Donnerstag 12.12.24 – (137) – Anillaco – La Rioja

Gesamt: 8.624,46 km

Trotz Viktors heutigem Geburtstag klingelt der Wecker um fünf, ein paar Minuten vor sechs fahren wir im Morgengrauen los. Mit 17°C ist es noch relativ kühl, und dummerweise kommt uns, als wir in Richtung Süden abbiegen, auch schon Wind entgegen.

Wir fahren, wie immer, mit Licht, aber das erste uns überholende Auto hat keines an, obwohl es noch nicht richtig hell ist. Wir fahren zwischen zwei Bergketten, und es ist sehr schön, wie die Bergspitzen im Westen nach und nach angeleuchtet werden, ohne dass die Sonne im Osten hinter den Bergen hervorgekommen ist. Irgendwann erscheint unser Schatten ganz weit weg von uns:

Wir haben noch nicht gefrühstückt, aber im nächsten Ort (Pinchas) nach knapp 20 km soll es sowohl ein Café als auch eine Tankstelle geben. Da es die ersten 25 km bergauf geht, brauchen wir schon unsere Zeit bis dorthin. Am Café fahren wir vorbei, da es sich uns nicht erkennbar zeigt und wahrscheinlich so früh ohnehin noch geschlossen ist, aber dass die Tankstelle ebenfalls verrammelt ist, finden wir nicht so lustig.
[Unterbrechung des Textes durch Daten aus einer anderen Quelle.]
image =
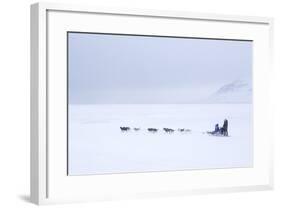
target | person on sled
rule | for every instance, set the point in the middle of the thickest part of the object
(224, 129)
(216, 131)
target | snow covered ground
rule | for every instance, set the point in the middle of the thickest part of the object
(97, 146)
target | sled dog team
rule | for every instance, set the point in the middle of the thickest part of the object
(223, 131)
(154, 130)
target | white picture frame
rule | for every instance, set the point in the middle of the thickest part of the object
(49, 180)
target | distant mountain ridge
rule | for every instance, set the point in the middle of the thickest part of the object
(238, 91)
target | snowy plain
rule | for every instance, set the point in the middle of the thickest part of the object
(96, 144)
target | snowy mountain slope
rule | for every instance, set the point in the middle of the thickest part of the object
(238, 91)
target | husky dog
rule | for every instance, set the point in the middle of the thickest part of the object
(168, 130)
(152, 130)
(125, 128)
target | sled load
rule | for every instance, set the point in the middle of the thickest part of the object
(223, 131)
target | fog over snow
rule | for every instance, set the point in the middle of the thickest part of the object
(118, 69)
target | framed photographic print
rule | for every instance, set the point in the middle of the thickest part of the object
(136, 103)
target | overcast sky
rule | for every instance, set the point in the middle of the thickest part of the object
(120, 69)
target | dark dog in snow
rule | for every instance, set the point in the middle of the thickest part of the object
(125, 128)
(153, 130)
(184, 130)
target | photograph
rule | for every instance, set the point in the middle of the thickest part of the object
(148, 103)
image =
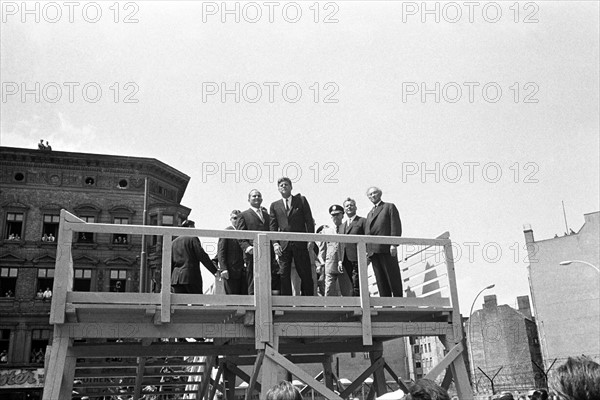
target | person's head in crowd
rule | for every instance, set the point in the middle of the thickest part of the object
(188, 223)
(284, 390)
(337, 214)
(577, 379)
(233, 216)
(426, 389)
(506, 396)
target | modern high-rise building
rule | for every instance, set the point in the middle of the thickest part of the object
(565, 287)
(35, 186)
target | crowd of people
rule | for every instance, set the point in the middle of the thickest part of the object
(577, 379)
(298, 268)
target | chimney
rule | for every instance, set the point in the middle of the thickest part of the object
(490, 302)
(528, 232)
(524, 306)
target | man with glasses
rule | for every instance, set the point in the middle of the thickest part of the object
(231, 261)
(384, 220)
(354, 225)
(292, 214)
(256, 218)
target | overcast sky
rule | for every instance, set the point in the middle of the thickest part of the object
(476, 123)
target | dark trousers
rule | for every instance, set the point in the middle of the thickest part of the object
(298, 252)
(387, 274)
(236, 285)
(351, 268)
(187, 288)
(275, 277)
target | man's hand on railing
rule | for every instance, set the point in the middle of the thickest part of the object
(277, 248)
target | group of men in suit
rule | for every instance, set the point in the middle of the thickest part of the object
(292, 213)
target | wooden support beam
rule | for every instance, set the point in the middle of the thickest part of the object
(396, 378)
(165, 290)
(215, 383)
(277, 358)
(365, 299)
(361, 378)
(328, 371)
(252, 383)
(262, 291)
(243, 376)
(378, 375)
(203, 387)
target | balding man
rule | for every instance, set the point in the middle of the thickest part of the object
(384, 220)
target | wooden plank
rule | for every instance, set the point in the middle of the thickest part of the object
(139, 377)
(113, 298)
(365, 300)
(215, 383)
(252, 384)
(445, 362)
(165, 292)
(315, 301)
(230, 300)
(361, 378)
(262, 292)
(63, 270)
(396, 378)
(243, 376)
(300, 374)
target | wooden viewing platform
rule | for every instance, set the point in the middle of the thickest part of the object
(129, 342)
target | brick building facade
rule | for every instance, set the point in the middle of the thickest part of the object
(504, 341)
(35, 186)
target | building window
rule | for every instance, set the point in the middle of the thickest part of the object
(14, 226)
(118, 278)
(39, 340)
(86, 237)
(4, 345)
(8, 282)
(120, 238)
(168, 220)
(82, 281)
(45, 282)
(50, 227)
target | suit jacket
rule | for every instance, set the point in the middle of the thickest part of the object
(249, 221)
(186, 256)
(231, 256)
(299, 218)
(330, 253)
(383, 221)
(357, 227)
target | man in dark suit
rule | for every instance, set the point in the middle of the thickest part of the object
(256, 218)
(384, 220)
(231, 261)
(292, 214)
(354, 225)
(186, 255)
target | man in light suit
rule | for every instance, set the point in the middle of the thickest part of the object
(186, 255)
(336, 280)
(354, 225)
(384, 220)
(231, 261)
(255, 218)
(292, 214)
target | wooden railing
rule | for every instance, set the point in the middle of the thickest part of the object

Glücklicherweise ist gegenüber ein Grillplatz, und wir setzen uns dort hin. Bevor wir groß beginnen, aus unserem Vorrat zu snacken, sehen wir einen Mann, der die Tankstelle öffnet (es ist 7:18 Uhr, keine Ahnung, wann die offizielle Öffnungszeit beginnt). Wir können uns hineinsetzen und bekommen nach 20 Minuten Maschinen-Aufwärmzeit zwei Kaffee aus der Espressomaschine mit aufgeschäumter Milch und zwei „Medialunas“ (Croissants). Wahnsinn, dieses Glück gerade an Viktors Ehrentag!

Von Pinchas kämpfen wir uns noch etwa zehn Kilometer ziemlich langsam hoch, aber immerhin haben wir heute viele Kurven, und es ist nicht so langweilig, obwohl wir wenig Tiere sehen – ein paar Bergziegen und Vögel, und natürlich Insekten. Dann sind wir „oben“, es geht ganz leicht abwärts, allerdings nicht so, dass man sich rollen lassen könnte. Bei dem Gegenwind müssen wir deutlich treten. Aber als Viktor sich gerade beschwert hat, wo denn die Abfahrt nun bleibt, biegen wir um eine Kurve und haben mehrere Kilometer wunderschöne Abfahrt.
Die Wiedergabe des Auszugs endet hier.